Congress is required to adjust Social Security benefits every two years and are indexed to (tied to) the inflation rate recorded by the CPI.  If the CPI increases by 5% in the span of two years, then Congress increases Social Security checks by 5%.

However, if they switch and use the Chain-Weighted CPI, it might show that the inflation rate is only, say, 2%.  Checks would increase by only 2% rather than 5%.  A savings of 3 percentage points, which translates into BIG dollars (keep in mind, I TOTALLY made up these numbers for illustration purposes).

The move would save money but here is the biggest criticism.

Both of these market baskets measure items that senior citizens buy and young people dont buy, and vice versa. Young people buy lots of technology and entertainment that have LOTS of subsitutes.  Older people buy lots of healthcare and medicines that don't have lots of viable substitutes.  The Chain-Weighted CPI might be biased IN FAVOR of the choices available to young people in what they buy, but might be biased AGAINST older people in their purchases.

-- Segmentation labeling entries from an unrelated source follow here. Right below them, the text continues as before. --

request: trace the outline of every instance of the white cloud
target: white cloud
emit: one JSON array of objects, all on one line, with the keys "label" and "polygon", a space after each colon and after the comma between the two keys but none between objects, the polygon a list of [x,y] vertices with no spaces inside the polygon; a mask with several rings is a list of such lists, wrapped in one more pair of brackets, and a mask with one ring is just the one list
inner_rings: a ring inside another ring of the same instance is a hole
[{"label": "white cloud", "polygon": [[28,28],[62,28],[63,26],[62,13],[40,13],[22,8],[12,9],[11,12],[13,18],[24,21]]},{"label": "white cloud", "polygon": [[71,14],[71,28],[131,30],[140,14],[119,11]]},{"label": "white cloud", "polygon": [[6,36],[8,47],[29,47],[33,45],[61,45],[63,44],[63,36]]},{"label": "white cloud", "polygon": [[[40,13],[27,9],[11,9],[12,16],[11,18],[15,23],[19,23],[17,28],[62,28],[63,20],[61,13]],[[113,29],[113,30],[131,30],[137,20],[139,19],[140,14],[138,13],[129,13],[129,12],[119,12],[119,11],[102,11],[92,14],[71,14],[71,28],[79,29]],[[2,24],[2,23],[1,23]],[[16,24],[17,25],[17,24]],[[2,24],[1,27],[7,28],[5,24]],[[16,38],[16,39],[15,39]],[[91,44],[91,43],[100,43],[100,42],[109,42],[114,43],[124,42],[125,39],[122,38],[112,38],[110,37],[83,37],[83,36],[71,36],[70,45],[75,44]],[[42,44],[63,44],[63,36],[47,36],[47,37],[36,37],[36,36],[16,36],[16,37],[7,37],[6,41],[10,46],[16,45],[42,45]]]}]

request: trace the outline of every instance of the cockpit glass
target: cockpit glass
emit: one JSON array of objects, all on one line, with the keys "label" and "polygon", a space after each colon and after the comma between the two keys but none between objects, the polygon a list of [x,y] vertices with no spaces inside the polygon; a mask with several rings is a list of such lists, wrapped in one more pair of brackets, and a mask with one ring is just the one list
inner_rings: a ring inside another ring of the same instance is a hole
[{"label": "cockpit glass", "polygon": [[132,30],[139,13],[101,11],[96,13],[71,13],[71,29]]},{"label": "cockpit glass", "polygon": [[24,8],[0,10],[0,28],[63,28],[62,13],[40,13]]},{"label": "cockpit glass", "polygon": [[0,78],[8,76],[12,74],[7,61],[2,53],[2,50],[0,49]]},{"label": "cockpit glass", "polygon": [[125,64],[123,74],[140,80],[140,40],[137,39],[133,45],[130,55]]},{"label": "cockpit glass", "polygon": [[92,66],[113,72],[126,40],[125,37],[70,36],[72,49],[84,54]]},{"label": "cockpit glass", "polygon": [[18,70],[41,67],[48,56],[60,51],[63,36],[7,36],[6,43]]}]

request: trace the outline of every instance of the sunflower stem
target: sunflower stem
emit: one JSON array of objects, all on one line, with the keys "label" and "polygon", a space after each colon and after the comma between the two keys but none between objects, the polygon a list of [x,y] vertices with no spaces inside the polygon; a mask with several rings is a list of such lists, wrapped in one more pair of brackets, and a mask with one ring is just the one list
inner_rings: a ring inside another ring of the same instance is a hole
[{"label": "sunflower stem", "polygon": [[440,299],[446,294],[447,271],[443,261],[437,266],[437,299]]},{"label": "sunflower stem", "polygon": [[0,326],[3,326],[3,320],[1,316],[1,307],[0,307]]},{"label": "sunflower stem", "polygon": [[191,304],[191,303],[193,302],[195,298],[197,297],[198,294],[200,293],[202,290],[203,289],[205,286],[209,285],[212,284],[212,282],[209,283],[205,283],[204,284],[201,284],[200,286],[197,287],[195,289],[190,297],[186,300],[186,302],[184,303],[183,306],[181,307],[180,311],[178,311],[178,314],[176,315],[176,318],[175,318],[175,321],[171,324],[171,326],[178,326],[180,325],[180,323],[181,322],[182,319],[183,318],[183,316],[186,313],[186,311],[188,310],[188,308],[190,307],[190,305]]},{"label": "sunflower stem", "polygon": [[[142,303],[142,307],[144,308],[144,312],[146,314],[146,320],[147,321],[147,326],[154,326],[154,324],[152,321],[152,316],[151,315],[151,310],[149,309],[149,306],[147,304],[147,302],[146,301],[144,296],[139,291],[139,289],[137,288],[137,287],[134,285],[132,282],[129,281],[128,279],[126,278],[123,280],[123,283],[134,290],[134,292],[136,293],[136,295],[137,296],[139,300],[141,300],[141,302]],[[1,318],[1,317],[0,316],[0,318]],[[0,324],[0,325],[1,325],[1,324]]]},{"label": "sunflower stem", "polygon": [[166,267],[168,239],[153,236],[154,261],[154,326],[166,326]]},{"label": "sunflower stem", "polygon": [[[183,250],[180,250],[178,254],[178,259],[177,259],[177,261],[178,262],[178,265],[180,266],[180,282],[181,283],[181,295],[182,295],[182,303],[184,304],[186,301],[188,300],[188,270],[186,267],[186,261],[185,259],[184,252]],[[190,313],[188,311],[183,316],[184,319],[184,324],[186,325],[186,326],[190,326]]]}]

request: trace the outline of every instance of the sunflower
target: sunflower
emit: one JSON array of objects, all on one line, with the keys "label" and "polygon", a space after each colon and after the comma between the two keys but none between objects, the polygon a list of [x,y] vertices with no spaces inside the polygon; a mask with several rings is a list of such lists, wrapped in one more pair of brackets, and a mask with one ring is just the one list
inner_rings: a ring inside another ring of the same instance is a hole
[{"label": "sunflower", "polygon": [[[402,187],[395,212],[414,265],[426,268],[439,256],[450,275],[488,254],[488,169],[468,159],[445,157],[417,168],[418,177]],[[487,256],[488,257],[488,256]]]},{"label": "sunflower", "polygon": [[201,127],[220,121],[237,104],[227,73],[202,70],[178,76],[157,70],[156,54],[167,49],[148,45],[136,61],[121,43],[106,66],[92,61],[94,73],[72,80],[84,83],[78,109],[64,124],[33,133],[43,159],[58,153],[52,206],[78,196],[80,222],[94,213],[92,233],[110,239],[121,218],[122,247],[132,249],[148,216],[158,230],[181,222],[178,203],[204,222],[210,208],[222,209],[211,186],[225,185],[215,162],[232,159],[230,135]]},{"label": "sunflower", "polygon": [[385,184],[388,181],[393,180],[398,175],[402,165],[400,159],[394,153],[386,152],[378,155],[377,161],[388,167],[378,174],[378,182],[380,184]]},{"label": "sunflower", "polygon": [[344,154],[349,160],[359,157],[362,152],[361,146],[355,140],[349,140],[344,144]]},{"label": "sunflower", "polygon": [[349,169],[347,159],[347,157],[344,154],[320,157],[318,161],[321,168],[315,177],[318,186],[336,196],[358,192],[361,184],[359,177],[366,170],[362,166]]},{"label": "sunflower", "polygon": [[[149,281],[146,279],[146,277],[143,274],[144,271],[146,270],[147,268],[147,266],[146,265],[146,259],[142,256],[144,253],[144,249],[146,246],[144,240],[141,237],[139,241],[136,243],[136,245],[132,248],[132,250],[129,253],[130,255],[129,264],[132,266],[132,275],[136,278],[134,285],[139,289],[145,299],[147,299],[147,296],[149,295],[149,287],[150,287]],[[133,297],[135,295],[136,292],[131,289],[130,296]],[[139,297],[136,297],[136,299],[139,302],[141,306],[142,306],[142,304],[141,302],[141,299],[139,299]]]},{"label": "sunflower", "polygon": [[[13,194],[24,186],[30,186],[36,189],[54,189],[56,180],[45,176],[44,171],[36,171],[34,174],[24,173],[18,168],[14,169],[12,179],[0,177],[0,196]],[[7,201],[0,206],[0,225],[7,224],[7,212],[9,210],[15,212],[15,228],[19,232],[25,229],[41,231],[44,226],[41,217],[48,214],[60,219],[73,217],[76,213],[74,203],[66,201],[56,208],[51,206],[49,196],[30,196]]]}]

Both of these measures do not take into account the "real life" weight each demographic puts on the the selected goods/services in the measured market basket.  This specific information is not disaggregated from the whole.

This was a very simple explanation and there is MUCH more to it. For more detailed info vist the link to the Chain-Weighted CPI.  GOOD READIN'!!!!

Wednesday, December 19, 2012

Nice graph showing a major source of wage stagnation in the US--It is all about healthcare costs...

Well, maybe not all, but...The graph below tells part (don't know if it is a big or small part) of the story regarding income inequality and stagnant wages for workers. 

The orange line (+147% to the right--since year 2000) shows the percentage change in employee contributions to maintain their health insurance policies.  The blue line shows the percentage change in the actual cost of those policies (+114%  since year 2000).  The black line shows the percentage change in wages (36% since 2000). The gray line shows the Consumer Price Index percentage change (27% since 2000).

Source: Kaiser Foundation
The employer paid portion of health insurance is considered a "non-wage" benefit .  You pay some of the cost of your health insurance  (it comes out of your wages/salary) and your employer pays some of it (a non-wage benefit to you).  Example: a policy to cover you and your family has a total cost of $5,000.  You pay $100 per month out of your paycheck for the policy ($1,200 per year total) and your employer pays the remaining $3,800 on your behalf.  $3,800--your non wage benefit BUT a cost to your employer to employ you.

The difference between the orange and blue lines represents "cost shifting" of the total cost of employer provided health insurance.  Employees are paying more for health insurance from their wages (that IS clear) since 2000 and employers are either (1) paying less than they did before or more likely (2) passing the increasing cost of providing health insurance to employees in total or in part.

Two ways of looking at this.

(1) Any discretionary income gains that might have accrued to workers in the form of higher wages since 2000 have been absorbed by overall rising health insurance costs.  Employers are held harmless in this situation.

(2) Corporations have been shifting the cost of insurance onto workers and are not carrying more of the burden.  Paying less in non-wage benefits means more money going to the bottom line.

You tell me.  I can't figure it out.